When organisations provide a car as a benefit to their employees, HMRC class it as a Benefit in Kind (BiK) and as a result, drivers need to pay a company car tax. Our online quotation system will automatically calculate the correct BiK value of the car you’ve chosen based upon the CO2 emissions, additional options, fuel type, P11D value and applicable tax rate according to the salary you’ve entered in the system. It will also take into account whether or not the car has an electric battery as these cars have a significantly lower Benefit in Kind amount compared to fossil fueled cars.

In 2019, the UK Government announced significant tax efficiencies to encourage company car drivers to move into Electric vehicles (EVs) and so from April 2022, company car tax for pure electric cars is just 2% until April 2025.

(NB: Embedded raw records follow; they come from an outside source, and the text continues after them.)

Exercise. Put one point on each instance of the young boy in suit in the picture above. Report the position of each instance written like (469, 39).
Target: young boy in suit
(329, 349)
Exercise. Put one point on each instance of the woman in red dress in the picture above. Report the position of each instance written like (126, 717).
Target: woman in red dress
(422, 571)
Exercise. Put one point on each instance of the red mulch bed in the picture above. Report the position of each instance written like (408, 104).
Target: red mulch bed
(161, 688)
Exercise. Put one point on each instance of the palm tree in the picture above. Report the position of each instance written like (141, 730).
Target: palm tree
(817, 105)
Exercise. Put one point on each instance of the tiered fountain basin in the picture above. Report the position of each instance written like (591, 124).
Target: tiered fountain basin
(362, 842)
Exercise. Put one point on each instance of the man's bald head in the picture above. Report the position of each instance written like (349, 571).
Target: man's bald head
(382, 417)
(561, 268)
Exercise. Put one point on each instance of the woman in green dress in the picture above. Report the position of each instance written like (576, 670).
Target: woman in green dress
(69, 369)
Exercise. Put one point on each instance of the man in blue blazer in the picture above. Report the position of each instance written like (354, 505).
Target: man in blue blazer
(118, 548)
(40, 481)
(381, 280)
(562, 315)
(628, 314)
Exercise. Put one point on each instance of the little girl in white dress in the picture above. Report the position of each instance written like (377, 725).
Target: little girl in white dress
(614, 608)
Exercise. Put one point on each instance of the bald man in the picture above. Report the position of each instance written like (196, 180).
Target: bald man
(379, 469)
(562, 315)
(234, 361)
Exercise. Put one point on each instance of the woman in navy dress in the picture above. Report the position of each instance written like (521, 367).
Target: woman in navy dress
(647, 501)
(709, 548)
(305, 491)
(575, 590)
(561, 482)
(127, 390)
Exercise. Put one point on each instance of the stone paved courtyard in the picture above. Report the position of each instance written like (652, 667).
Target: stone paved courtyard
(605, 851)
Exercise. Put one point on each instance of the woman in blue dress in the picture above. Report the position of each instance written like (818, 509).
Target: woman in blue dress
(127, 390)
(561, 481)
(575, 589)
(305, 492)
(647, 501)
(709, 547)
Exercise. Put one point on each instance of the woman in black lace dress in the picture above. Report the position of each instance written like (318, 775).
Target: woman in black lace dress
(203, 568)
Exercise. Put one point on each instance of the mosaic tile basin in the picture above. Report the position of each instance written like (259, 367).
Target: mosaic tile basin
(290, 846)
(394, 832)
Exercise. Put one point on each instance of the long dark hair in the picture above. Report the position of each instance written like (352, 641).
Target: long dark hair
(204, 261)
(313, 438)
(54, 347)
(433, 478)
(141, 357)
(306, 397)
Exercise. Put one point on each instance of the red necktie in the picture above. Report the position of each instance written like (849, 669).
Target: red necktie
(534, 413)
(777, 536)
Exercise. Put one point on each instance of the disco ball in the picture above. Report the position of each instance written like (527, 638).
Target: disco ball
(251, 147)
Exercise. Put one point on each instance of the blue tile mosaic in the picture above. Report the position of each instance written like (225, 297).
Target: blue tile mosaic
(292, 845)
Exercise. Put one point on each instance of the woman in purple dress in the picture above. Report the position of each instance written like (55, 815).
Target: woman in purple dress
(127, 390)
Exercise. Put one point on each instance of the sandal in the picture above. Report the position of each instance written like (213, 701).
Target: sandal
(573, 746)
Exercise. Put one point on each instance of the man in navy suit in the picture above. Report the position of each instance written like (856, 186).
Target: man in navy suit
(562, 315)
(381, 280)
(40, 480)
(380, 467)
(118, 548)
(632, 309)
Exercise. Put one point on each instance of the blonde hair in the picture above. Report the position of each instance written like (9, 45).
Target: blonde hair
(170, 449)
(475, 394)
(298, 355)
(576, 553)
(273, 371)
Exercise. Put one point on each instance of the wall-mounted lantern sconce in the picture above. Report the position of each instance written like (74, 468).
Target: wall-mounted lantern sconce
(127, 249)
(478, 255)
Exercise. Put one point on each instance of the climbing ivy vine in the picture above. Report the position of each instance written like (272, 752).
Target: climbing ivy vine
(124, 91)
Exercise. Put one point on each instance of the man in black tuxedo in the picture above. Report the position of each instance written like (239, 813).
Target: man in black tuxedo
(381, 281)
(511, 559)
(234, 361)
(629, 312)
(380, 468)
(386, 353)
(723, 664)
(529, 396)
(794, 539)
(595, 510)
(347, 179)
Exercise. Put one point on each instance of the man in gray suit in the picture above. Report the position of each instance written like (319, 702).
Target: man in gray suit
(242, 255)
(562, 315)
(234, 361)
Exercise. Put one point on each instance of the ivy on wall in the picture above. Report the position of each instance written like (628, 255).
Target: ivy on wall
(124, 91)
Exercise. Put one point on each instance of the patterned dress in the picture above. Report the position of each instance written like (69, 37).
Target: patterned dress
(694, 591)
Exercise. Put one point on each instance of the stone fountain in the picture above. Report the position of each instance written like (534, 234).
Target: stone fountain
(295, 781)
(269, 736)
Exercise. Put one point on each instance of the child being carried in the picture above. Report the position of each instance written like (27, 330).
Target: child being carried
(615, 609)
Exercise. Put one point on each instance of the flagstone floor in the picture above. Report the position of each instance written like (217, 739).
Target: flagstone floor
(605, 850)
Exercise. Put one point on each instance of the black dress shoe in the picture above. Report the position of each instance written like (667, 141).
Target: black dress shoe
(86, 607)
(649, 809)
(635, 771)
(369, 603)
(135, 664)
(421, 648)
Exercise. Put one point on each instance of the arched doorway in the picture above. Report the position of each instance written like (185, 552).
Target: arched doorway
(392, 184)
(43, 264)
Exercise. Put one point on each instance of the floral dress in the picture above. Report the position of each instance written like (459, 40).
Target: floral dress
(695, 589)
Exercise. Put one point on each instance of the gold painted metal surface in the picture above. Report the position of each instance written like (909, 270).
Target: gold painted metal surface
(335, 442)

Please note that the Benefit in Kind rates beyond 6th April 2025 have not yet been confirmed by Government. If your new or existing agreement takes you beyond 6th April 2025, Tusker’s gross pricing remains fixed for the remainder of your term. However, if Government increases BIK rates as we have stated in your scheme documentation, your monthly salary sacrifice reduction will increase by the amount which the Benefit in Kind rate has increased.

How is it calculated?

For cars with CO2 emissions of 75g/km and below, you pay tax on a Benefit in Kind value. This value is determined by the cars P11D value and then multiplied by the HMRC BiK rate (which is based on the CO2 emissions and fuel type).  This figure is then multiplied by your tax rate (e.g. 20%, 40% or 45%) to calculate the annual amount of company car tax to be paid.

For cars with CO2 emissions above 75g/km, the taxable benefit is calculated based on the higher value of either the gross salary sacrifice amount or the Benefit in Kind value explained above.